Multiview point cloud registration plays a crucial role in robotics, automation, and computer vision fields. This paper concentrates on pose graph construction and motion synchronization within multiview registration. Previous methods for pose graph construction often pruned fully connected graphs or constructed sparse graph using global feature aggregated from local descriptors, which may not consistently yield reliable results. To identify dependable pairs for pose graph construction, we design a network model that extracts information from the matching distance between point cloud pairs. For motion synchronization, we propose another neural network model to calculate the absolute pose in a data-driven manner, rather than optimizing inaccurate handcrafted loss functions. Our model takes into account geometric distribution information and employs a modified attention mechanism to facilitate flexible and reliable feature interaction. Experimental results on diverse indoor and outdoor datasets confirm the effectiveness and generalizability of our approach. The source code is available at https://github.com/Shi-Qi-Li/MDGD.
Paper Structure (28 sections, 11 equations, 5 figures, 4 tables)
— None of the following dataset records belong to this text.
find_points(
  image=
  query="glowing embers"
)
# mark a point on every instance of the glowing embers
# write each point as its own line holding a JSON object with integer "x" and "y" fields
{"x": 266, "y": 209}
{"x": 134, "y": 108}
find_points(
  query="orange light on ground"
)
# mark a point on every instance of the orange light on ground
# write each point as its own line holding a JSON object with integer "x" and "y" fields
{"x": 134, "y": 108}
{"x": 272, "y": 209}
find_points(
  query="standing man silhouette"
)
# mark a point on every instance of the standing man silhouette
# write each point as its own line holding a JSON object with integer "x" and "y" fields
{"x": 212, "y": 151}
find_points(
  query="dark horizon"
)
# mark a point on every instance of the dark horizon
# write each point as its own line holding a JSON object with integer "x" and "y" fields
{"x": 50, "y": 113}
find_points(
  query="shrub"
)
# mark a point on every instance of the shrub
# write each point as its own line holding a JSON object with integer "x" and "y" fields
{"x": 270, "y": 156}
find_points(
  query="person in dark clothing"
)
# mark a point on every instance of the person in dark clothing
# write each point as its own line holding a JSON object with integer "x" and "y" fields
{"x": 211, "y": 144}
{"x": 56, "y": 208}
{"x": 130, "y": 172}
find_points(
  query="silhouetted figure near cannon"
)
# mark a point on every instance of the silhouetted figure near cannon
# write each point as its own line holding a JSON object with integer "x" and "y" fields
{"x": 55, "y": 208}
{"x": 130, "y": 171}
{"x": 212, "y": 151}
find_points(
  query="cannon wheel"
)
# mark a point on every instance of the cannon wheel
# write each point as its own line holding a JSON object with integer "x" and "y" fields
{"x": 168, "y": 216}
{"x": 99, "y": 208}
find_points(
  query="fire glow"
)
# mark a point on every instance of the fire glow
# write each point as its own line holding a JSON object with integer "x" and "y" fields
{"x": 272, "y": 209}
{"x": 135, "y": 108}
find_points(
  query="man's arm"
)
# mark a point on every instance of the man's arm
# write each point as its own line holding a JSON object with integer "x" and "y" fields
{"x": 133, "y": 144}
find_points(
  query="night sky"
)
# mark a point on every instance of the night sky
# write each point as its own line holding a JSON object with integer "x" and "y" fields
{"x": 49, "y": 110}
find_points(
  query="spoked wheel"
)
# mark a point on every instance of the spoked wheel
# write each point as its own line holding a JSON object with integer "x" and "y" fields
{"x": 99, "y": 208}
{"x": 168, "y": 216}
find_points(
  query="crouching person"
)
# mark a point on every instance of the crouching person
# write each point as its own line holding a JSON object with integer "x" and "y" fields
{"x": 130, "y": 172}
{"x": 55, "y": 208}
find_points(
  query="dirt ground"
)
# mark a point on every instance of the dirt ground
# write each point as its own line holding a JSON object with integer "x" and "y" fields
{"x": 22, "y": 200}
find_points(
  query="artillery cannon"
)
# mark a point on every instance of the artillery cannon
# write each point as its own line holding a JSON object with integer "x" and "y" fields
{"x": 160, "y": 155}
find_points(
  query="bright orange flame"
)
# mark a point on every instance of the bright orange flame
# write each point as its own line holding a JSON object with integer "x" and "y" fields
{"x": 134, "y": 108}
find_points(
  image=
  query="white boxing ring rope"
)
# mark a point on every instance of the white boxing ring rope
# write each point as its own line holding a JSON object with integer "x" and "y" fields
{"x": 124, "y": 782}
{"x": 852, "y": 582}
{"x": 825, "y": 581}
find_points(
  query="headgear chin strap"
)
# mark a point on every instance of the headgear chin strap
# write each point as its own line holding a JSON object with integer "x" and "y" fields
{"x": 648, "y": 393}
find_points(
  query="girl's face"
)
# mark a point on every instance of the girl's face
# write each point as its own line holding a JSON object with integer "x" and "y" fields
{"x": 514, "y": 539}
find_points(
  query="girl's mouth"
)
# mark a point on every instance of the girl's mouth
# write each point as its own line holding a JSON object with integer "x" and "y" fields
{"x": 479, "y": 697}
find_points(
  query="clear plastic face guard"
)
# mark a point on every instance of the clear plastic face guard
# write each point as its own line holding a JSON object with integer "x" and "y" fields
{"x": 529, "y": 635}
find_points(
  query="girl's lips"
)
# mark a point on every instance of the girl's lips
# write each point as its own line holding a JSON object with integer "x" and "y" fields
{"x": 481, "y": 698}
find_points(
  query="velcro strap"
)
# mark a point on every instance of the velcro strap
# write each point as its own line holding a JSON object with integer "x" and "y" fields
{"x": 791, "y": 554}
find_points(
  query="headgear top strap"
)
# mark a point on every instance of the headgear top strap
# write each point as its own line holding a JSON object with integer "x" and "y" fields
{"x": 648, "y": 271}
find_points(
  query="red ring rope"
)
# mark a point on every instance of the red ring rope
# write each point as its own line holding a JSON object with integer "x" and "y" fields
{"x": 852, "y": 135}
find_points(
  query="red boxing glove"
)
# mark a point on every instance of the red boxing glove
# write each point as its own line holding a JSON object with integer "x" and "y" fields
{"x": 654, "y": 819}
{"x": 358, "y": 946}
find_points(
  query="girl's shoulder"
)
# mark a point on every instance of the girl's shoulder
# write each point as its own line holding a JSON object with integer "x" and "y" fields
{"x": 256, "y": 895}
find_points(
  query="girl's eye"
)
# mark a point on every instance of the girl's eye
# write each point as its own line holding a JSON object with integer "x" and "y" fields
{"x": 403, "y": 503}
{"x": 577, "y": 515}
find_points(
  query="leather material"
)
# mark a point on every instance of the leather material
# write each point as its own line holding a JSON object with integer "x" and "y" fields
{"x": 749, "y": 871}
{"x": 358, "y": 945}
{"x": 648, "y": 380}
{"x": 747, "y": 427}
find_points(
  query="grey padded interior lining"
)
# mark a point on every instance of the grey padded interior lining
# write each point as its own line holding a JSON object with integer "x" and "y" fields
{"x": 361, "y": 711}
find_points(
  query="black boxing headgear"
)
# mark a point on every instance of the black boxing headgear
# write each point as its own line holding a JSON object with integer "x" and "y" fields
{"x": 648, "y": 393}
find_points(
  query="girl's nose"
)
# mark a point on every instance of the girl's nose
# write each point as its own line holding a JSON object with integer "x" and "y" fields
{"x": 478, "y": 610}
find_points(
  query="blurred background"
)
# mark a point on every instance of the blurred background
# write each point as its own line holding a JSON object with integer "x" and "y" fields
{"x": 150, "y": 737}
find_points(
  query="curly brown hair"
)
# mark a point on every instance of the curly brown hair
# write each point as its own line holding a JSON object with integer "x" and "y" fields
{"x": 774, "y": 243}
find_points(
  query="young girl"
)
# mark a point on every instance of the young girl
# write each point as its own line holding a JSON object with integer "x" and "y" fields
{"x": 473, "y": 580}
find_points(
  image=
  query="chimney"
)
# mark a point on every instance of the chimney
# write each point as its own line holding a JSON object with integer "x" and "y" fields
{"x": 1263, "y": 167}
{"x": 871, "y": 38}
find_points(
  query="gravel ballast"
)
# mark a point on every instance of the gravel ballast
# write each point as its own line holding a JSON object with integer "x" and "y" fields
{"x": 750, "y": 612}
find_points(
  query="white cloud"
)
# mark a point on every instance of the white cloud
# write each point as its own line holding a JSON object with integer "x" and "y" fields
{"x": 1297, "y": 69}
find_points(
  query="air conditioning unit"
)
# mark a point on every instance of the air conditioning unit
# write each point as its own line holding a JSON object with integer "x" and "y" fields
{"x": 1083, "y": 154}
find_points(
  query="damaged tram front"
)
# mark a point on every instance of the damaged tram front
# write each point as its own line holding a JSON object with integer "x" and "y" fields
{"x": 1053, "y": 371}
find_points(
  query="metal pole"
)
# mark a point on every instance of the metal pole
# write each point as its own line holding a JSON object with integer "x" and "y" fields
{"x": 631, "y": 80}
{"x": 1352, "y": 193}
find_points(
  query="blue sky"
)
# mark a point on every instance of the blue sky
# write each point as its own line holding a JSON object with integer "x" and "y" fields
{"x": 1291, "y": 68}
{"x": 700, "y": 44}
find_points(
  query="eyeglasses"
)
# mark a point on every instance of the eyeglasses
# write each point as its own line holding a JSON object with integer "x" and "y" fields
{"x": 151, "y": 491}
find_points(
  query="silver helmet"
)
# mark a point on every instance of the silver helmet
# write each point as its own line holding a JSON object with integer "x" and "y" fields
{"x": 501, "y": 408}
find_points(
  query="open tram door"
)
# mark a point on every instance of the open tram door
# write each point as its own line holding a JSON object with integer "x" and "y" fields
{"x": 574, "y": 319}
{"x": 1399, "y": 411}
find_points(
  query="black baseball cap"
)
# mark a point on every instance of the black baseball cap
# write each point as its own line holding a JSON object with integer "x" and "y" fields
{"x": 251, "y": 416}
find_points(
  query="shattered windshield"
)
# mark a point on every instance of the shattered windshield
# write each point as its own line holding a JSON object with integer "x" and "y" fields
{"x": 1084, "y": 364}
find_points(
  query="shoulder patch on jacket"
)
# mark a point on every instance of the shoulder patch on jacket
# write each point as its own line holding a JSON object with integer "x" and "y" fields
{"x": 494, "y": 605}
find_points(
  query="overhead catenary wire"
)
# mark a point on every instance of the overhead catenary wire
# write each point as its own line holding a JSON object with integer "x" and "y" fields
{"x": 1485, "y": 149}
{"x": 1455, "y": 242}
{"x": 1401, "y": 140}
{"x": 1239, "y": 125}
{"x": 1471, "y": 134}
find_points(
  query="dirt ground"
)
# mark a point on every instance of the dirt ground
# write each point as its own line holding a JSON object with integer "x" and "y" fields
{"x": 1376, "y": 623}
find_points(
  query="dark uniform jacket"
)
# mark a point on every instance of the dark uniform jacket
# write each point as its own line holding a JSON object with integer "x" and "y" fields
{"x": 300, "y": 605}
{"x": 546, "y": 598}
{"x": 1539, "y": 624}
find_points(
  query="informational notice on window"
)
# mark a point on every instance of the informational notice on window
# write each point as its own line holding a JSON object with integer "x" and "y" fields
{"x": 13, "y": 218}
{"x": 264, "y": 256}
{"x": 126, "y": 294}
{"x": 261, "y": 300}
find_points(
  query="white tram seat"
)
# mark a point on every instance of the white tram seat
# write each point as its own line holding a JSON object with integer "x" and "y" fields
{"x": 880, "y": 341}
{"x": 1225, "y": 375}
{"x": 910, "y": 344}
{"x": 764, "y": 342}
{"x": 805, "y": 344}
This paper contains 28 sections, 11 equations, 5 figures, 4 tables.

Figures (5)

  • Figure 1: The number of matching and the empirical cumulative distribution function (eCDF) show a proportional relationship with overlap. Conversely, the average matching distance decreases as overlap increases. The standard deviation of the matching distance follows an approximate bell curve distribution.
  • Figure 2: A failure registration case. Left: Point clouds registered by the predicted transformation. Darker colors represent keypoints whose associated correspondence confirms the predicted transformation. Right: Red points indicate keypoints lying in a fitting plane, while black points represent those do not lie in the plane. Better viewing with color and zooming in.
  • Figure 3: Pipeline for multiview point cloud registration with two parts: pose graph construction and motion synchronization.
  • Figure 4: Motion synchronization module architecture. The pose graph is first initialized and projected to feature space. Then the alternate rotation and translation feature update is applied, both including confidence attention-based absolute update and relative update. The tilde notation indicates features after the confidence attention module, while the hat notation indicates features after the update.
  • Figure 5: Qualitative comparison results. Top: 3DMatch studyroom2. Bottom: ScanNet scene0334_02.